Hessian Diagonal Module#
The Hessian Diagonal module provides functions to compute the diagonal elements of the Hessian matrix.
Hessian Diagonal#
- torch_secorder.core.hessian_diagonal.hessian_diagonal(func: Callable[[], Tensor], params: List[Tensor], v: List[Tensor] | None = None, create_graph: bool = False, strict: bool = False) List[Tensor][source]#
Compute the diagonal elements of the Hessian matrix.
This function computes the diagonal elements of the Hessian matrix by using double backward for each parameter element.
- Parameters:
func – A callable that returns a scalar tensor (the loss).
params – List of parameters with respect to which the Hessian is computed.
v – Optional list of vectors to use for computing the diagonal. If None, computes the true diagonal. If provided, computes v_i * H_ii for each i.
create_graph – If True, the computational graph will be constructed, allowing for higher-order derivatives.

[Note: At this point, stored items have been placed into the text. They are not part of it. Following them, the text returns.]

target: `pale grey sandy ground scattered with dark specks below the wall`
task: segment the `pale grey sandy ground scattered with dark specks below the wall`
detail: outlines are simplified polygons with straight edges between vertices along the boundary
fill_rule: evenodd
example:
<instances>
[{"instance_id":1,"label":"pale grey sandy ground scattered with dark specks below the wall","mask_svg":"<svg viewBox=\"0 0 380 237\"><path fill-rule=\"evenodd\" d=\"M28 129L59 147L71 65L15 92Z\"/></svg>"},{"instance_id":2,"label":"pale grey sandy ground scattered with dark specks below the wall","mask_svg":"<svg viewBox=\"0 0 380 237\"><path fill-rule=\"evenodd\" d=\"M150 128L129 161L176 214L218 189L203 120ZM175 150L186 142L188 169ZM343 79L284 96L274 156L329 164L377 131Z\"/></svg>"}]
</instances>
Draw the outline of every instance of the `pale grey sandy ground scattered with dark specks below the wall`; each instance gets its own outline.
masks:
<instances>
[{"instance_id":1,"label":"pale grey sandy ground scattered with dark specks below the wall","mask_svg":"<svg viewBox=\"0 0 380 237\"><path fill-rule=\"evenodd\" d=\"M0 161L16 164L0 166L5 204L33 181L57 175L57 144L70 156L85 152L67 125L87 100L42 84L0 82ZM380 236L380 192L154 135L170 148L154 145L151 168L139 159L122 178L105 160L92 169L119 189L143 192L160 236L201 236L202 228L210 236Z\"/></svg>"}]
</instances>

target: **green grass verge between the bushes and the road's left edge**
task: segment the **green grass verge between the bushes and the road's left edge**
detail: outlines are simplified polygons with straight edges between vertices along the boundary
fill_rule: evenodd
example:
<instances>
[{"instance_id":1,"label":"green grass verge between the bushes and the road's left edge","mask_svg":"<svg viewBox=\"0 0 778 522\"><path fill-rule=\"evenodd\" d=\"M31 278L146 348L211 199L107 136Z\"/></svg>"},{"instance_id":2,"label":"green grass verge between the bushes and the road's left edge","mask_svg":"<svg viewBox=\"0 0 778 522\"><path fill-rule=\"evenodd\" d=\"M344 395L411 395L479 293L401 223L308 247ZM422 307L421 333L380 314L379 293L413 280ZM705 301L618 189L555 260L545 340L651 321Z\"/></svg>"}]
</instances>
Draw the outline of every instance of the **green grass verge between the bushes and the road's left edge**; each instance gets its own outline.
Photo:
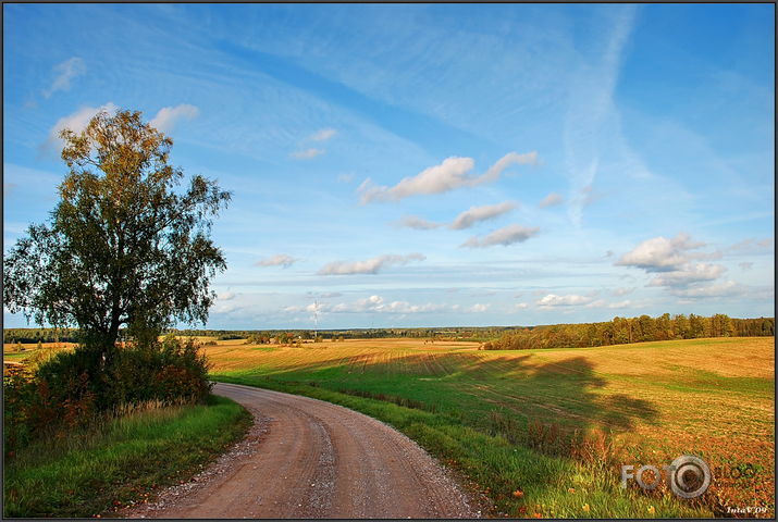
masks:
<instances>
[{"instance_id":1,"label":"green grass verge between the bushes and the road's left edge","mask_svg":"<svg viewBox=\"0 0 778 522\"><path fill-rule=\"evenodd\" d=\"M236 402L169 407L111 421L100 433L35 444L4 470L4 517L92 517L188 480L251 423Z\"/></svg>"}]
</instances>

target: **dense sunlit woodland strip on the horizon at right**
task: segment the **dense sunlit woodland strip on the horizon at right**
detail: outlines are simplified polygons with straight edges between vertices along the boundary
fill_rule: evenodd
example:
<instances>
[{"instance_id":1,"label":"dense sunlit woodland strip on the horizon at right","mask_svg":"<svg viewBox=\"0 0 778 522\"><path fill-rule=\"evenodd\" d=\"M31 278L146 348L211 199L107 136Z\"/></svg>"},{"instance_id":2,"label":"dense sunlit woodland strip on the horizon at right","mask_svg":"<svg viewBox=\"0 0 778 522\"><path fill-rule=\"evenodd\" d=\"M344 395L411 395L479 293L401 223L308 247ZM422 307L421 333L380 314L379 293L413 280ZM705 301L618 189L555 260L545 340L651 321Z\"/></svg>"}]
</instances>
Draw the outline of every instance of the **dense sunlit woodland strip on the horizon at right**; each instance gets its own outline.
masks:
<instances>
[{"instance_id":1,"label":"dense sunlit woodland strip on the horizon at right","mask_svg":"<svg viewBox=\"0 0 778 522\"><path fill-rule=\"evenodd\" d=\"M731 319L723 313L703 318L669 313L651 318L614 318L607 323L554 324L505 333L483 345L484 350L526 350L623 345L649 340L699 337L752 337L775 335L775 319Z\"/></svg>"}]
</instances>

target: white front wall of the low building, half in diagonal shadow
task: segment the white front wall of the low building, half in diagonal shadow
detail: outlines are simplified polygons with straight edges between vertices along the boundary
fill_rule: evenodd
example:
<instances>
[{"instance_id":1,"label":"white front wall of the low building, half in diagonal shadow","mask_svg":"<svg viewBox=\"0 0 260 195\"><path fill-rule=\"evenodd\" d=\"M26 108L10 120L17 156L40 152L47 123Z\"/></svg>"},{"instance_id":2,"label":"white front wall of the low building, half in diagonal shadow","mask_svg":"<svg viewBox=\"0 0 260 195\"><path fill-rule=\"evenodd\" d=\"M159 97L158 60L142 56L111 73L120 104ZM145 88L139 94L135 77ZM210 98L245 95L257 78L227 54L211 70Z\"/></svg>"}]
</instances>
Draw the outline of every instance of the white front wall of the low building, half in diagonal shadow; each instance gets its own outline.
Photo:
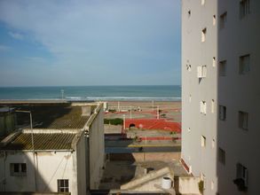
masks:
<instances>
[{"instance_id":1,"label":"white front wall of the low building, half in diagonal shadow","mask_svg":"<svg viewBox=\"0 0 260 195\"><path fill-rule=\"evenodd\" d=\"M37 152L34 164L32 152L6 152L0 158L1 191L58 191L58 179L68 179L69 191L78 194L75 160L75 152ZM10 163L26 163L27 175L12 176Z\"/></svg>"}]
</instances>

strict – If True, an error will be raised if any parameter requires grad but has no gradient.
- Returns:
List of tensors containing the diagonal elements of the Hessian for each parameter.
Computes the diagonal elements of the Hessian matrix of a scalar output with respect to inputs.
Example:#
import torch
from torch_secorder.core.hessian_diagonal import hessian_diagonal
# Create a simple quadratic function: f(x) = x^T A x
A = torch.tensor([[2.0, 1.0], [1.0, 3.0]])
x = torch.tensor([1.0, 2.0], requires_grad=True)
def quadratic():
return x @ A @ x
# Compute the diagonal of the Hessian
diag = hessian_diagonal(quadratic, [x])
print(diag[0]) # Should print tensor([4., 6.]) (diagonal of 2A)
Model Hessian Diagonal#
- torch_secorder.core.hessian_diagonal.model_hessian_diagonal(model: Module, loss_fn: Callable[[Tensor, Tensor], Tensor], inputs: Tensor, targets: Tensor, create_graph: bool = False, strict: bool = False) List[Tensor][source]#
A convenience function to compute the diagonal of the Hessian of a model’s loss with respect to its parameters.
Example:#
import torch
import torch.nn as nn
from torch_secorder.core.hessian_diagonal import model_hessian_diagonal
# Create a simple neural network
model = nn.Linear(10, 1)
x = torch.randn(5, 10)
y = torch.randn(5, 1)
# Compute the diagonal of the Hessian for the MSE loss
diag = model_hessian_diagonal(model, nn.functional.mse_loss, x, y)
# diag[0] contains the diagonal for the weight matrix
# diag[1] contains the diagonal for the bias vector
print(f"Weight diagonal shape: {diag[0].shape}")
print(f"Bias diagonal shape: {diag[1].shape}")
Notes#
The Hessian diagonal computation uses Hessian-vector products with unit vectors to compute the diagonal elements efficiently.
The create_graph parameter allows for computing higher-order derivatives if needed, but this increases memory usage.
The strict parameter controls whether an error should be raised if any parameter requires gradients but has none.